He panicked for a second. Where is that ticket to Boston? He clutched at the back left pocket of his filthy jeans, relaxing only after he felt the paper in his fingers. The ticket was still there. He’d spent his last money on it and he meant to make it to Boston no matter what. He tried to remember if he had ever been to Boston, but that was another one of those things he had lost in Helmand Province. He figured he’d hitch from Boston to Paradise. He’d tried to buy a ticket from New York to Paradise, but the lady at the counter stared at him funny and kind of laughed. No tickets to Paradise.

“Like the song,” she’d said. “You know, ‘Two tickets to Paradise...’”

But he didn’t know. Maybe he did, once.

She said you can’t get there from here. He wondered what that meant. It kept going around and around in his head until he wanted to tear the words out of his brain. That’s when he ran outside, out of the bus terminal and into the New York City night.

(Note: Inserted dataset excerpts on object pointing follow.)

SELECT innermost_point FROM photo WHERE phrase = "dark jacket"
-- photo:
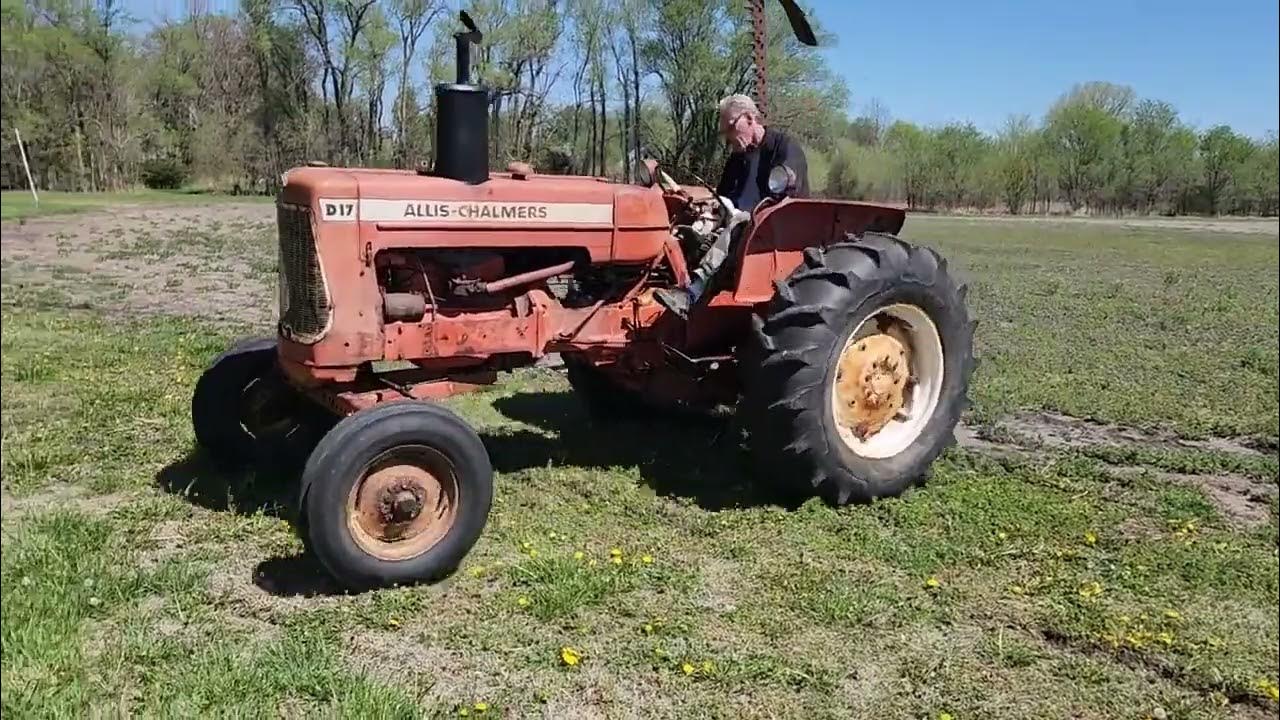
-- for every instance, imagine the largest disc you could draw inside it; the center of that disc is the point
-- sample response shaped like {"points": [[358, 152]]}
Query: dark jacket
{"points": [[746, 174]]}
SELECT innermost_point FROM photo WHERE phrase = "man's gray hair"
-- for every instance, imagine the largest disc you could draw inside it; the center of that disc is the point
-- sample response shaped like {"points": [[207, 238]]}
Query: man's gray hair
{"points": [[736, 105]]}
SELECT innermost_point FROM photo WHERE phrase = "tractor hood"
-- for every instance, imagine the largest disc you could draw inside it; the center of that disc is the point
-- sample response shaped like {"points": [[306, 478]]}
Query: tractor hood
{"points": [[506, 199]]}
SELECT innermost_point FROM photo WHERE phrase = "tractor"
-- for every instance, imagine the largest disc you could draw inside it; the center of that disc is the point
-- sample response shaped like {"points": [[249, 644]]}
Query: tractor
{"points": [[844, 351]]}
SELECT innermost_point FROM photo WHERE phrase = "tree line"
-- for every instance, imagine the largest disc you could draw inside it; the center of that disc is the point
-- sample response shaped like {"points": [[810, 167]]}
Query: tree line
{"points": [[1098, 149], [231, 100]]}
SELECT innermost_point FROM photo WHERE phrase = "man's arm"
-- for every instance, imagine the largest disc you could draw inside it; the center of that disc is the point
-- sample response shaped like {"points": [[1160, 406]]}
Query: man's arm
{"points": [[730, 181]]}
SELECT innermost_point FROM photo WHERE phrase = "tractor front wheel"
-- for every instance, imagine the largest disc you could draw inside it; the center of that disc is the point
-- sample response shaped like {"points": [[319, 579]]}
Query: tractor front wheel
{"points": [[397, 493], [243, 410], [862, 370]]}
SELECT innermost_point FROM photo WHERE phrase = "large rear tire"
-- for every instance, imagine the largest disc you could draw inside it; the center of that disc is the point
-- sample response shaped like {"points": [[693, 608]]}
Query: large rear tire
{"points": [[832, 314], [397, 493], [243, 411]]}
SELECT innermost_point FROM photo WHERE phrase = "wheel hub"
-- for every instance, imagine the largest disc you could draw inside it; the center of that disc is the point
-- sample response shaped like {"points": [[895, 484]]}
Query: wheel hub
{"points": [[403, 505], [873, 379]]}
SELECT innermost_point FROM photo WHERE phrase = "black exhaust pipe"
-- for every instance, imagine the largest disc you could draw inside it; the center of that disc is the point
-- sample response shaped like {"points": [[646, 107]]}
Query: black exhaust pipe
{"points": [[462, 117]]}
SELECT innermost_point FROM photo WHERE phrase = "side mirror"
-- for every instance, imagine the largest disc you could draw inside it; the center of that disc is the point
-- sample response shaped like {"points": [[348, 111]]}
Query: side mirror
{"points": [[647, 173]]}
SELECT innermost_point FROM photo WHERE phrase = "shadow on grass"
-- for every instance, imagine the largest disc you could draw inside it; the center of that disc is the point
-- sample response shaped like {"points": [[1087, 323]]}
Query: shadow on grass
{"points": [[677, 455], [270, 488], [296, 575]]}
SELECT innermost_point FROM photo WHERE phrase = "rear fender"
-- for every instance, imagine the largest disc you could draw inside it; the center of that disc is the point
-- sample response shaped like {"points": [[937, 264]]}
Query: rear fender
{"points": [[775, 244]]}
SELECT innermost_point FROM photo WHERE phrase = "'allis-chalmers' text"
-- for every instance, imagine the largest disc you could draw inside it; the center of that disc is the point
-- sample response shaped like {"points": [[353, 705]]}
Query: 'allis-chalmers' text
{"points": [[475, 212]]}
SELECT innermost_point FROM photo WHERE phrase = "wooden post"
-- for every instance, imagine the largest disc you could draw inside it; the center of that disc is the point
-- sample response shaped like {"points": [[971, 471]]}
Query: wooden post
{"points": [[26, 165]]}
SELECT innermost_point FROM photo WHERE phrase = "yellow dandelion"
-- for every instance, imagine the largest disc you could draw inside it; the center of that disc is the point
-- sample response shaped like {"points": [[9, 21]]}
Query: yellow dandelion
{"points": [[1091, 589]]}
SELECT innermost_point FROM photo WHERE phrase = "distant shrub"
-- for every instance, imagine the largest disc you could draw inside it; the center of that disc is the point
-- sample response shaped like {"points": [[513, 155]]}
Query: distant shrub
{"points": [[164, 173]]}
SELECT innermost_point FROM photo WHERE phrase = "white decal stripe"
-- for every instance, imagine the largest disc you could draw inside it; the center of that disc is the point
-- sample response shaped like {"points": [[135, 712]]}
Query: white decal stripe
{"points": [[451, 212]]}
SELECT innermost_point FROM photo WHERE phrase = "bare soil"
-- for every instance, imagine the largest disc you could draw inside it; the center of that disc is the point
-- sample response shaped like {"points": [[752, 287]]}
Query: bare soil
{"points": [[1234, 226], [1240, 500], [215, 263], [1057, 431]]}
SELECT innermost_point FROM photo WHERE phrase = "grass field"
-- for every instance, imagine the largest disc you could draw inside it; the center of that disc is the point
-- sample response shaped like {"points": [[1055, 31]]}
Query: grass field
{"points": [[18, 204], [1104, 545]]}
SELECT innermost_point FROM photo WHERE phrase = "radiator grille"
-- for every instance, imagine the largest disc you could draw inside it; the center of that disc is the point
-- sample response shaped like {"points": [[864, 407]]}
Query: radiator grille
{"points": [[305, 308]]}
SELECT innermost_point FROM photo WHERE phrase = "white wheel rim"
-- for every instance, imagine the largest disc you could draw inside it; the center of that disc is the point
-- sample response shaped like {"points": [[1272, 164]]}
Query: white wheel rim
{"points": [[927, 367]]}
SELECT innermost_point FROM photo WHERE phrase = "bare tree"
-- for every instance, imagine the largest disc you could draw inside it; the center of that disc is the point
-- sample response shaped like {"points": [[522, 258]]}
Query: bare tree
{"points": [[412, 18]]}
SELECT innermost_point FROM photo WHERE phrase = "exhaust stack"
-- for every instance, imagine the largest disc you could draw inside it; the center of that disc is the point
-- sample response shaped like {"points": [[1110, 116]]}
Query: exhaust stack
{"points": [[462, 117]]}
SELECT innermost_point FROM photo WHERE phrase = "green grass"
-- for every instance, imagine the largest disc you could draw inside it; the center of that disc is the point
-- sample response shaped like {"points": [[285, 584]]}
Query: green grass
{"points": [[1075, 318], [16, 204], [137, 580]]}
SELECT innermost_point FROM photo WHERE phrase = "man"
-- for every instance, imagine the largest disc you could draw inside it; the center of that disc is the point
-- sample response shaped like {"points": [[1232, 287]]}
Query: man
{"points": [[754, 150]]}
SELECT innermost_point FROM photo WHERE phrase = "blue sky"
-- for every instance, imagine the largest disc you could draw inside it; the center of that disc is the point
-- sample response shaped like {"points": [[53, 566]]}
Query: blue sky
{"points": [[981, 60]]}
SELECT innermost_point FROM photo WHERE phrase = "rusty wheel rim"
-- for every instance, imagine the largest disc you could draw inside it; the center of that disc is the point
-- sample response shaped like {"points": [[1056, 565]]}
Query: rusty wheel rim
{"points": [[403, 504], [887, 381]]}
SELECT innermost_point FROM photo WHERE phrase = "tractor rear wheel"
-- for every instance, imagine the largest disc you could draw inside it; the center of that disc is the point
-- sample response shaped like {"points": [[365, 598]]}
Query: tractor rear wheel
{"points": [[243, 410], [397, 493], [859, 370]]}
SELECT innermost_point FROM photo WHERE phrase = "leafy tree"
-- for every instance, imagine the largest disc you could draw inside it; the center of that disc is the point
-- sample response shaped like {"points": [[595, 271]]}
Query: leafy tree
{"points": [[1224, 155]]}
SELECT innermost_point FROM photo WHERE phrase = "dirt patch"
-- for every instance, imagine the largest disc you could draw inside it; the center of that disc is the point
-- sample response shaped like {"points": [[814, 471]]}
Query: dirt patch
{"points": [[1240, 500], [720, 578], [401, 657], [63, 497], [215, 263], [1243, 501], [1234, 226], [1057, 431]]}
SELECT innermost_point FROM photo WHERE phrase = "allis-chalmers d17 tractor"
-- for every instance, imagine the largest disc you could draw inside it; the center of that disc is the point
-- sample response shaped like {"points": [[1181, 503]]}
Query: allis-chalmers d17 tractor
{"points": [[845, 350]]}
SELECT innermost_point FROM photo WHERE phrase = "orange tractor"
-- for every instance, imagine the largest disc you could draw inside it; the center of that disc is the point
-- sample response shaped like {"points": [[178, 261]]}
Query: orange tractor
{"points": [[845, 350]]}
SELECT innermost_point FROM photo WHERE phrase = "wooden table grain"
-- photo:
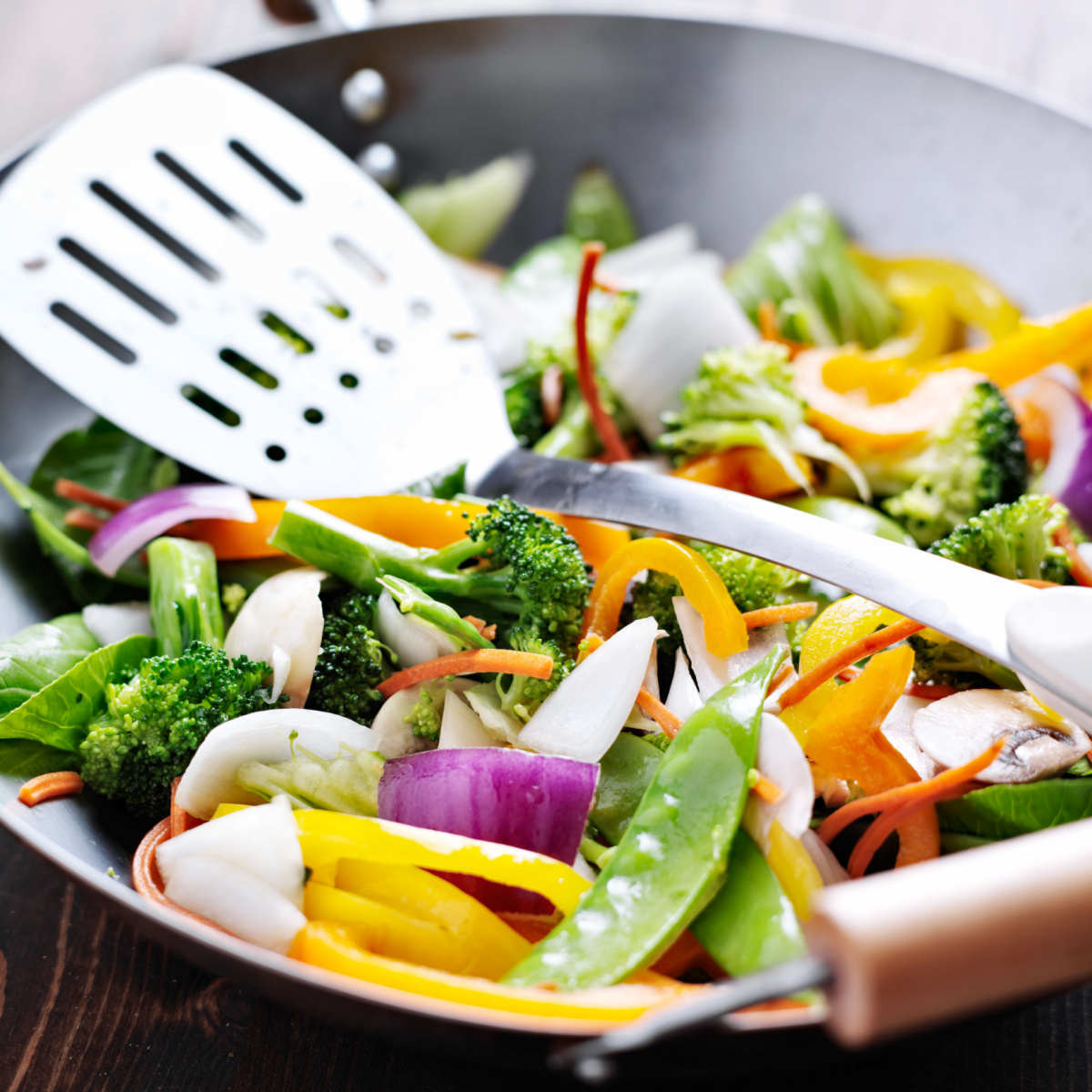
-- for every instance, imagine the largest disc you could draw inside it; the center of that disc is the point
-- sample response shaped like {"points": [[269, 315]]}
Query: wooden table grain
{"points": [[86, 1004]]}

It was good that he ran. All the headlights, neon lights, traffic lights, all the blaring horns, all the people pushing, the aroma of chestnuts burning on hot charcoals, all of it took the words out of his head and the panic out of him. It was like that. One minute his head was full to exploding and the next it was empty. One minute he was back in country. The next he wasn’t. He even managed a smile at a little brown girl who stared at him with happy eyes. The smile didn’t last. Nothing lasted. He caught a whiff of something heartbreaking and familiar, the scent of grilling lamb. It sent him running again, this time far away as fast as his wrecked legs would move him.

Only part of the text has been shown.